Let’s take a minute to talk about each of these components:
- Command Attention: This is usually accomplished with the headline. You need an attention-getter that makes people want to know more about your products/services. The best headlines give a vivid portrayal of the benefits or show how a problem can be avoided with your products/services. The headline is the advertisement for the advertisement.
- Showcase Benefits: You have to showcase the benefits of your products and services and, more importantly, show how they will solve or prevent a problem. They need to know what’s in it for them. Include useful, factual and clear information to show precisely what the benefits are and how they are going to help the customer.
- Offer Proof: This is where you prove what the advertisement is offering. You need to establish you have a method to deliver. Consider information that establishes credibility and past performance.
- Persuade: You need to add compelling reasons for your potential customers to purchase your products/services. Use a hard sell approach and create scarcity. This will enact your potential customers to feel like they have to act now. Which leads into the last component.
- Call to Action: You need to compel your potential customers to DO something. They need to check out your site, sign up for your newsletter, purchase your products, contact you about services…something. Offer a freebie-a booklet, sample, product, bonus, demo, consult, limited time price…the list goes on. There are lots of ways to get potential customers excited about ordering and help them feel like they are getting an amazing deal.
Good advertisements include all of these components and are not complete without any of them. You can sit down and think through any one of these components, then figure out how to best place them together for the most effectiveness. We can help you with this too. Have you checked out our Marketing Evaluator – its free and no email is required – click here for marketing evaluator. Give it a try.
Direct Response or Bust! What? I thought Direct Response was dead.
Direct response marketing is a marketing that demands a direct response from your potential customers. This type of marketing is used to answer questions, present your branding, products and the reason you do what you do. Customers love this, as they are offered the opportunity to response, whether that be in the way of signing up for a newsletter, posting a comment on your site or blog, or purchasing a product from you.

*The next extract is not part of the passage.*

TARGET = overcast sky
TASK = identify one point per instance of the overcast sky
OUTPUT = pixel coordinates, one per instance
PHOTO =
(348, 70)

So, what does direct response marketing look like? Well, it comes in many forms, including:
- Direct mail / Bumpy main
- Print ads
- Radio and TV ads
- Coupons or other incentives
- Telemarketing
Some of the advantages of direct marketing are:
- A great way to use free time during lulls in business
- Productive way to communicate and empower you to create more relationships
- Great way to up- and cross-sell to current customers
- Low cost way to rustle up new business
- Used as leverage to turn small sales into large sales
- Supplement your current marketing program
- Cost-effective way to reach target markets
- Offers measurable results
- Reach outside your local area for new business
- Increase the effectiveness of your sales force
These are all great things that can come from just taking a few simple steps to putting together a direct response marketing plan and executing it.
“I honestly don’t think you’ll ever find a safer, lower-risk, higher-profit method of increasing your business or profession than direct-response marketing.” Jay Abraham
Direct response marketing is one of the best ways to launch your business on a large scale and reach out to everyone in your target market whether they are in your local area or not. Our GUIDED TOUR (click on TOUR tab above) can help you put together a great direct response marketing plan and get you on your way to heightened success.
And who doesn’t like getting bumpy mail? For those of you who don’t recognize the term bumpy mail, it’s when you send a card and a little gift inside, like a pen or gift that makes the envelop bumpy.